Insgesamt hebt Le Corbusier in seiner Theorie aber einige wenige Aspekte
der Architektur besonders hervor, und somit kann seine Konzeption mit
Recht als dünn bezeichnet werden.
Weitere wichtige architekturtheoretische Entwürfe im 20. Jahrhundert
lassen sich als Reaktionen auf die in der einen oder anderen Hinsicht
ausgedünnten und stark hierarchisierten Axiologien der Architektur-Moderne
interpretieren. Selbst die Forderung von Robert Venturi nach Komplexität
in der Architektur[14]
kann angesichts der einseitigen Betonung der kunstgeschichtlichen Aspekte
der Architektur entgegen dem anders lautenden Titel als dünne Konzeption
der Architektur verstanden werden. Genauso kann die Hervorhebung des geistigen
Gehalts und der philosophischen Funktion der Architektur durch Peter Eisenman
oder der Gültigkeit von ewigen unveränderlichen Prinzipien der Gestaltung
bzw. der Schönheit durch Architekten wie Oswald Mathias Ungers oder Aldo
Rossi als „dünnes Konzept“ im geschilderten Sinn verstanden werden. Auch
die so genannte grüne Architektur stellt mit Nachhaltigkeit oder Ökologie
einen bestimmten Wert in den Mittelpunkt.[15]
Insofern Architektur eine Aufgabe ist, die eine Vielzahl von wichtigen
Aspekten zu berücksichtigen hat, kann man Konzepte, die diese Vielzahl
von Aspekten radikal beschneiden oder zumindest in eine starre Hierarchie
bringen, als dünne Konzepte der Architektur bezeichnen.
Wichtig erscheint es an dieser Stelle zu betonen, dass mit der Bezeichnung
„dünnes Architekturkonzept“ keineswegs per se eine negative Kritik verbunden
ist, im Gegenteil. Die Architekturgeschichte hat gezeigt, dass eine gewisse
Radikalität der Theorie und der praktischen Entwurfshaltung, verbunden
mit dem Willen, einen Aspekt besonders zu betonen, für die Entwicklung
der Architektur wichtige Impulse liefert.[16]

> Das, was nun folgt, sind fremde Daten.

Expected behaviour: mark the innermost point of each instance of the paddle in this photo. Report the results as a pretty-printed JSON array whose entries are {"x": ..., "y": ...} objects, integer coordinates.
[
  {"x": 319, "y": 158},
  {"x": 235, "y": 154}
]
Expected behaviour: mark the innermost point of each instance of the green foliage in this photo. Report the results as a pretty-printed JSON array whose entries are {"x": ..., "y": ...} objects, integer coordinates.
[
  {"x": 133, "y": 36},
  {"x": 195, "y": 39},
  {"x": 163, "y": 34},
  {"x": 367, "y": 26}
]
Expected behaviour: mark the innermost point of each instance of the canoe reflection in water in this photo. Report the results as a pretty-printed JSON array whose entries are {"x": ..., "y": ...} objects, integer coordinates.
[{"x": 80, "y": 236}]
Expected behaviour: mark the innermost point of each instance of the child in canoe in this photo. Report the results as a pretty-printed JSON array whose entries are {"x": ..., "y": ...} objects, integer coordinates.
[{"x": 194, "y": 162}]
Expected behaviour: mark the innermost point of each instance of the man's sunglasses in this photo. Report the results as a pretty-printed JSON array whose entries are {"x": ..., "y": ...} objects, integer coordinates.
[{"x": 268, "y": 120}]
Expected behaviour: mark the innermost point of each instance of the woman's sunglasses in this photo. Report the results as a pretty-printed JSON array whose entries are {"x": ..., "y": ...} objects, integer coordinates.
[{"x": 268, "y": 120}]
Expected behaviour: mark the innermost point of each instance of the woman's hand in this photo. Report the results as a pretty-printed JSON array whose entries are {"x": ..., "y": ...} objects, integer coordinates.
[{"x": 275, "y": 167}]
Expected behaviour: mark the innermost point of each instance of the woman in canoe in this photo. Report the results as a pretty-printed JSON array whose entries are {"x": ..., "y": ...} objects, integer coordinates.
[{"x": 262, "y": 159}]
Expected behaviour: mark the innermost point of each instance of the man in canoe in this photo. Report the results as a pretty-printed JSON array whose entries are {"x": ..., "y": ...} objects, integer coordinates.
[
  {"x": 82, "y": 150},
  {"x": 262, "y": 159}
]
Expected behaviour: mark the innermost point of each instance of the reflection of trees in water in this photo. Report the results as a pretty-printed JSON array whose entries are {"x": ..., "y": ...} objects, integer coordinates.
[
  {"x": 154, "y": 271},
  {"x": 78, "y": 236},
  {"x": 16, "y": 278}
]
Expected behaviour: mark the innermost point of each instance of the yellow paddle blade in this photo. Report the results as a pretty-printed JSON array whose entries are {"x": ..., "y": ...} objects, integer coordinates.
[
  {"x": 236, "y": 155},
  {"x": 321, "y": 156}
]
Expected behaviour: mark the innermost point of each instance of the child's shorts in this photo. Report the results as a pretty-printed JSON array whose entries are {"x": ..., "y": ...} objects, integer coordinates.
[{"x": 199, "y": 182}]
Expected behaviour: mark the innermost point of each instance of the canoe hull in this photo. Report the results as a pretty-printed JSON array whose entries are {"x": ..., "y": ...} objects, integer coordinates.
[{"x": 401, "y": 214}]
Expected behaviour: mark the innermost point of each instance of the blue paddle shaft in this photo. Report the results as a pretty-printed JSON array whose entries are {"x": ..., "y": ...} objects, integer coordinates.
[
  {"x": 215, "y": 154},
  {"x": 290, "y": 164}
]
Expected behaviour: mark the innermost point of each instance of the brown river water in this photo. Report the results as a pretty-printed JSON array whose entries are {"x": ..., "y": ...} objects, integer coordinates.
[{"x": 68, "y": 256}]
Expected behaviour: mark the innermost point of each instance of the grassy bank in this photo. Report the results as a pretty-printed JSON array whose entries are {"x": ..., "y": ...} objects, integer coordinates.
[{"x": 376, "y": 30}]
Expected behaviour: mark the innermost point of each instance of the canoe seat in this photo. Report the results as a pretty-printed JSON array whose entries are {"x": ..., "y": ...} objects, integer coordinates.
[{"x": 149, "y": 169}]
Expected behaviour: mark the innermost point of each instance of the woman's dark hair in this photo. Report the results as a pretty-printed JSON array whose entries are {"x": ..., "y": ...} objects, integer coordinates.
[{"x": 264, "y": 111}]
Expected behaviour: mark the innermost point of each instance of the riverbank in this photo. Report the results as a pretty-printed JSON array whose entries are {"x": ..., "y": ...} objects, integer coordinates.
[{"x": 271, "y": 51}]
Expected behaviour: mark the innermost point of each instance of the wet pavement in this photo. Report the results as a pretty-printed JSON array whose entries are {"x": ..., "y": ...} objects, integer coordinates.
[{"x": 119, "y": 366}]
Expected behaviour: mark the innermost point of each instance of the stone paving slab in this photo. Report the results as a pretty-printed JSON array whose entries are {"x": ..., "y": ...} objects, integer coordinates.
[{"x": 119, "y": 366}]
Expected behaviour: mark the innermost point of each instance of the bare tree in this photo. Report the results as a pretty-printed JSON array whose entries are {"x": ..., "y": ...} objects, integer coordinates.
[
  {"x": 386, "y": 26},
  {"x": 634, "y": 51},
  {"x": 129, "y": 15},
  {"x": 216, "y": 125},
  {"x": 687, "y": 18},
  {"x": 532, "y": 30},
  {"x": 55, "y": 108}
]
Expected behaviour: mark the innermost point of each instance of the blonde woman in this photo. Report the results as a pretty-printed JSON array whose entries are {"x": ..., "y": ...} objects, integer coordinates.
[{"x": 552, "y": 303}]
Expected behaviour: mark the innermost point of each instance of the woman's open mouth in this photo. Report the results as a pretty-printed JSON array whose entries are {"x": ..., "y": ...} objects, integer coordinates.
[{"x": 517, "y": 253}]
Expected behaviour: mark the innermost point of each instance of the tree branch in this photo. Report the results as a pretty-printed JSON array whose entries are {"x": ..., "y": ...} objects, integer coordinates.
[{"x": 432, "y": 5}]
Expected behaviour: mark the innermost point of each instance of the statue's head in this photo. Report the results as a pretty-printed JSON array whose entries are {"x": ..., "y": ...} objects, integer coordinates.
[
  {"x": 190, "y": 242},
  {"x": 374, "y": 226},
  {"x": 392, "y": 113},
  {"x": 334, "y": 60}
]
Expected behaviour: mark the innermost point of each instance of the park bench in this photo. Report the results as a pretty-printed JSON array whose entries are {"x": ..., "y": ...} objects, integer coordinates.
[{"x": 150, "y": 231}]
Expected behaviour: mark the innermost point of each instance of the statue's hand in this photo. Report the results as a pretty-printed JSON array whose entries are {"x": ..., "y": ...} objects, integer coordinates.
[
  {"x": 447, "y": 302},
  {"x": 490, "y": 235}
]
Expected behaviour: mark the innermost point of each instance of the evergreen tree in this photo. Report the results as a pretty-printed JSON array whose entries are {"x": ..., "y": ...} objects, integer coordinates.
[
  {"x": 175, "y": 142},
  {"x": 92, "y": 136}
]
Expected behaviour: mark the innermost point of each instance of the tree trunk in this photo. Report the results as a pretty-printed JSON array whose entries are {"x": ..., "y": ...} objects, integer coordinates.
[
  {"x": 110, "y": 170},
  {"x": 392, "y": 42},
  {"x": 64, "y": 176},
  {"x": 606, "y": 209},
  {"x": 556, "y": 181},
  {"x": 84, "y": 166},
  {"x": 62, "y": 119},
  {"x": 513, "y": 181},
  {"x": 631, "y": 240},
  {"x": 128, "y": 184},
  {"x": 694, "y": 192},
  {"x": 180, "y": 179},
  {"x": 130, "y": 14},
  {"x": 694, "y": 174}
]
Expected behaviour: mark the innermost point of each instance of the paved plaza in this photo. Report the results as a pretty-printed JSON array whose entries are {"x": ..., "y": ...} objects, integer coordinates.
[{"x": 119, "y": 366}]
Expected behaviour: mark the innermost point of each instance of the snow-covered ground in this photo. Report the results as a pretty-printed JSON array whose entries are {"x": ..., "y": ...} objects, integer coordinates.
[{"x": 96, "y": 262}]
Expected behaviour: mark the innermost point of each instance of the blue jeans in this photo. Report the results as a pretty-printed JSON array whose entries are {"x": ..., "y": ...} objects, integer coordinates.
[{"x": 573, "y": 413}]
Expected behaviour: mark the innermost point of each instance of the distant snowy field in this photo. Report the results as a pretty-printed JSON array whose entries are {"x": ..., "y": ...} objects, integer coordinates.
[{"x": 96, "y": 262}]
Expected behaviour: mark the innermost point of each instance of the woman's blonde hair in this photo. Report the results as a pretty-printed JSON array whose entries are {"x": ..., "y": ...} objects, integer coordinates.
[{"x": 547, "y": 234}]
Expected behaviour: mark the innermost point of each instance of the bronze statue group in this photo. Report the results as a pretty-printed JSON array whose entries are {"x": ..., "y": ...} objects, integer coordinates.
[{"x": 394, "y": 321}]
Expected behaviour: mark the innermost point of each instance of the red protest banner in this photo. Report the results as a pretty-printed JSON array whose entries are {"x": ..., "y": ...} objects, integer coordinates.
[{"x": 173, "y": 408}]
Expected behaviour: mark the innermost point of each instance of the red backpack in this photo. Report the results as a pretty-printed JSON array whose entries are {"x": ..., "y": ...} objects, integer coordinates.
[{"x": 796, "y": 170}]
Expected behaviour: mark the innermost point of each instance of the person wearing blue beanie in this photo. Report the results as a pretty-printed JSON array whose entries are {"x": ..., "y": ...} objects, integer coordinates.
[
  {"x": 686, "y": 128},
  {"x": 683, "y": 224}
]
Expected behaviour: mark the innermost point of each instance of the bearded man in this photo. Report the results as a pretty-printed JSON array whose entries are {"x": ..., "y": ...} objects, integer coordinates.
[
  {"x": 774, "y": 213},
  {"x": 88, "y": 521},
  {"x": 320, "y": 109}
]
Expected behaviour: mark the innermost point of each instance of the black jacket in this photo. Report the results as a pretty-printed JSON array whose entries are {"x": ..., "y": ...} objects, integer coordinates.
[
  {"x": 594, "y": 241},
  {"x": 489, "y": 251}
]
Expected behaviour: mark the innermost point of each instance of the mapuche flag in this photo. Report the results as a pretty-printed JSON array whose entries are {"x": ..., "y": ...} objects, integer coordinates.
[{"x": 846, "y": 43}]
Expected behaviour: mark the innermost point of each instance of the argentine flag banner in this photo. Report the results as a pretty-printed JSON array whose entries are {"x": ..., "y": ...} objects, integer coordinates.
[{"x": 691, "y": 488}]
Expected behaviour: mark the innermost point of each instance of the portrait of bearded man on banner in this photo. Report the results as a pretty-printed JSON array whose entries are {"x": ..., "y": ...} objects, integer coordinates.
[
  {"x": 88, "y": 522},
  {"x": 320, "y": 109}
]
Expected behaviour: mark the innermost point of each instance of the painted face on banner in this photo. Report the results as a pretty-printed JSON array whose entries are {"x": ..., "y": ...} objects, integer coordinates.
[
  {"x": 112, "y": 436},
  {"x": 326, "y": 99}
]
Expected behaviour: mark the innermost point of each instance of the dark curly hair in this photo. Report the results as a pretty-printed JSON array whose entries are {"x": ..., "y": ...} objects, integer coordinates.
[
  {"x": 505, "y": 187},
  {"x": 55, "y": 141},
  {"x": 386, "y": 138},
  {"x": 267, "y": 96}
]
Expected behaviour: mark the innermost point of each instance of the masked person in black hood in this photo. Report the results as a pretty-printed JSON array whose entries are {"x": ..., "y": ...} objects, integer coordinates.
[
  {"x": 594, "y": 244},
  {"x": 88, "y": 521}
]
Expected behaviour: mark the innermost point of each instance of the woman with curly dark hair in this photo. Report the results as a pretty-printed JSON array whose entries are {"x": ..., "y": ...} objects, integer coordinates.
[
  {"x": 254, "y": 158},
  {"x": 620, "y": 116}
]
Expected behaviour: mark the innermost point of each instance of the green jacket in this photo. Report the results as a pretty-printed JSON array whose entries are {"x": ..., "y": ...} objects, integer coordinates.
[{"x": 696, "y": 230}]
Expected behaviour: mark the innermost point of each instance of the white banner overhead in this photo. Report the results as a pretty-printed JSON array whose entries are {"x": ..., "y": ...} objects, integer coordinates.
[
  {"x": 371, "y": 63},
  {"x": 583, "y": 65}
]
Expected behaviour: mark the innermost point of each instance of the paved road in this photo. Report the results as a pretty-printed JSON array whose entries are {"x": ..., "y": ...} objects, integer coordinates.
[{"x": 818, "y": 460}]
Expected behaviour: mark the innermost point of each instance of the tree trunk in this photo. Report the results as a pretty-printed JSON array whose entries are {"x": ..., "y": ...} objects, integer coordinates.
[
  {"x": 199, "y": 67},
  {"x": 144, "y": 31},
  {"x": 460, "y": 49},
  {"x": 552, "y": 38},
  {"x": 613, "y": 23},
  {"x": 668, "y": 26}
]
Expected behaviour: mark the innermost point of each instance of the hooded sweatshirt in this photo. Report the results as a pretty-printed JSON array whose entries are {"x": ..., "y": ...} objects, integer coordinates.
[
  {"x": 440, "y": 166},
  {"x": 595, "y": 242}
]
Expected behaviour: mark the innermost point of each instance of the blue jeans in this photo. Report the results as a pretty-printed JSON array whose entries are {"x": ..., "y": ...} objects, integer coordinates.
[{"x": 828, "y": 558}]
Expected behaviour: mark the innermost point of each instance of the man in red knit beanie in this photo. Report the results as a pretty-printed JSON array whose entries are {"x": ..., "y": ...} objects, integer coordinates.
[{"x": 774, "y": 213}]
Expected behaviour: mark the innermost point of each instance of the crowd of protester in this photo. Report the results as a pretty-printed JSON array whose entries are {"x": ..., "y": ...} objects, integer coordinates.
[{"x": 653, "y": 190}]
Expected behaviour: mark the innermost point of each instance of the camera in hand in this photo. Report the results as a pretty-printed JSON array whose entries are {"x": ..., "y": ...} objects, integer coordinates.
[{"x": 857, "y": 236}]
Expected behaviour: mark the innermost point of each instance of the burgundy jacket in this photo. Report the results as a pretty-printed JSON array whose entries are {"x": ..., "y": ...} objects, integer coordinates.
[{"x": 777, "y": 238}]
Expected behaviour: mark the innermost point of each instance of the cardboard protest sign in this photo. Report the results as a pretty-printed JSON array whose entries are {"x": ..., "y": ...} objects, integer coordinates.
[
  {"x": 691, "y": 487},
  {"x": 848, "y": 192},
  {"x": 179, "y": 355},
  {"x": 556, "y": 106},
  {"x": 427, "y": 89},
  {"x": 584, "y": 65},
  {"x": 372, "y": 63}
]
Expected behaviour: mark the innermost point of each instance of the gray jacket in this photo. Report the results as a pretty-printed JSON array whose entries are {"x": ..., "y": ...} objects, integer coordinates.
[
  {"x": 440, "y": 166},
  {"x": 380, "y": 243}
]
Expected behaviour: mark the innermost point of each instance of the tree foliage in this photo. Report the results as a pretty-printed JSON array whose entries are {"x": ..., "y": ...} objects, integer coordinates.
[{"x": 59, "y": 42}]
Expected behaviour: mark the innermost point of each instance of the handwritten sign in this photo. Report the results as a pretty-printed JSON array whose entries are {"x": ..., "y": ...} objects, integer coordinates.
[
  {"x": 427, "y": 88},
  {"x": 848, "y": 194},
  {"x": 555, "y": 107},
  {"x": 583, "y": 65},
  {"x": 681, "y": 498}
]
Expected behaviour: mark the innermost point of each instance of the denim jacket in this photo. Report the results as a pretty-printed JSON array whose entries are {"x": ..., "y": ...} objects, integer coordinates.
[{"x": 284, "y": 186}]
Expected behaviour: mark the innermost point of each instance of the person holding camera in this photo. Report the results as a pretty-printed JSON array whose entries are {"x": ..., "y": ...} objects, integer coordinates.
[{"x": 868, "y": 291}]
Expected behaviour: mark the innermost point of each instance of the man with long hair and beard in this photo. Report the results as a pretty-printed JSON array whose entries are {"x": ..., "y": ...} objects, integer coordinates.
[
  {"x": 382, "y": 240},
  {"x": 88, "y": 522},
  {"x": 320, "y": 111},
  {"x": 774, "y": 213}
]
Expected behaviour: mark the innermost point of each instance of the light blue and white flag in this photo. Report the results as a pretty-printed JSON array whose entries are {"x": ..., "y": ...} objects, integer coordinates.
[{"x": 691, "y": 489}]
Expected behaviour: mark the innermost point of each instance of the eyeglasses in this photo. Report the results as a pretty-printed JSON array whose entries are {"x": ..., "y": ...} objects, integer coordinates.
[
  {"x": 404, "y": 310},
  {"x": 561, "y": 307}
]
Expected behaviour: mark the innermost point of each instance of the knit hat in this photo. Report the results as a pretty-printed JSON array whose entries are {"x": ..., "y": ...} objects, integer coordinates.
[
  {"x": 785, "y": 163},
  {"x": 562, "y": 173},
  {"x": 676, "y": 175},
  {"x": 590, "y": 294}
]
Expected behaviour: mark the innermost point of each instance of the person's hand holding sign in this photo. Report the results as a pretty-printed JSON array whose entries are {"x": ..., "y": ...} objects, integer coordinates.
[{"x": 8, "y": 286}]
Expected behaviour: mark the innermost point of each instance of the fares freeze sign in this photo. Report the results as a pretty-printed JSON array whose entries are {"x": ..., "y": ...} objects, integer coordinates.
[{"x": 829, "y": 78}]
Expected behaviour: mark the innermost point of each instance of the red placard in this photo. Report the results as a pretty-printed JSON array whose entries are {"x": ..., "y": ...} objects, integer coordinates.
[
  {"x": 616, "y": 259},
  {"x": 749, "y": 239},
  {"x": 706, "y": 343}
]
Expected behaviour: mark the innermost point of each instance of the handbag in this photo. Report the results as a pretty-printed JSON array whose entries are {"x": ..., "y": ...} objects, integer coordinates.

Von dünnen Konzepten in der Architektur zu reden, ist nur sinnvoll, wenn
sich als Gegenstück auch die dicken Konzepte beschreiben lassen. Analog
zur Beschreibung in der Philosophie würden diese keinen bestimmten Aspekt
betonen, sondern versuchen, Architektur umfassend zu konzipieren. Sie
beachten gleichermaßen Aufgabe und Ort, Konstruktion und Funktion, Ästhetik,
Materialität, Haptik, Umweltverträglichkeit und vieles mehr. Darüber hinaus
zeichnen sie sich durch einen hohen „geistigen Gehalt“ aus und sind von
einem hohen Reflexionsgrad geprägt. Dicke Architekturkonzepte sind vielschichtig,
tiefgehend und reflektiert, wenn auch nicht unbedingt spektakulär und
logisch. Theoretisch sind diese Konzepte sehr viel schwerer zu fassen
als die dünnen, da ihnen das zentrale, prägende Element fehlt, um das
die Vertreter der dünnen Konzepte ihre Theorie aufbauen. Eher noch lassen
sich gebaute Beispiele nennen, die weniger durch ihre außergewöhnliche,
besondere oder spektakuläre Konzeption auffallen als durch ihre Ausgeglichenheit.
Diese Bauten balancieren die vielen verschiedenen Anforderungen an Architektur
souverän aus, ohne eine bestimmte zu betonen. Fast wie in John Rawls berühmtem
reflective equilibrium[17]
halten sich Intuition und geistige Konstruktion hier die Waage. Als Beispiel
sei die Villa Mareia (1938/39) von A. Aalto oder die Markuskirche (1956/60)
von S. Lewerentz genannt. Analog zur Ethik könnte man davon sprechen,
dass diese Architekturen sowohl gefühlt als auch gedacht sind. Diese Entwürfe
folgen keiner beherrschenden theoretischen Maxime, sondern sind Ausdruck
der Meisterschaft eines Architekten, die darin besteht, Denken und Fühlen,
rationale Überlegung und Intuition harmonisch auszubalancieren. Sie antworten
direkt und ohne zuviel Reflexion im Sinne eines „one thought too many“
auf Bedürfnisse des menschlichen Seins als Wohnen in der Welt[18].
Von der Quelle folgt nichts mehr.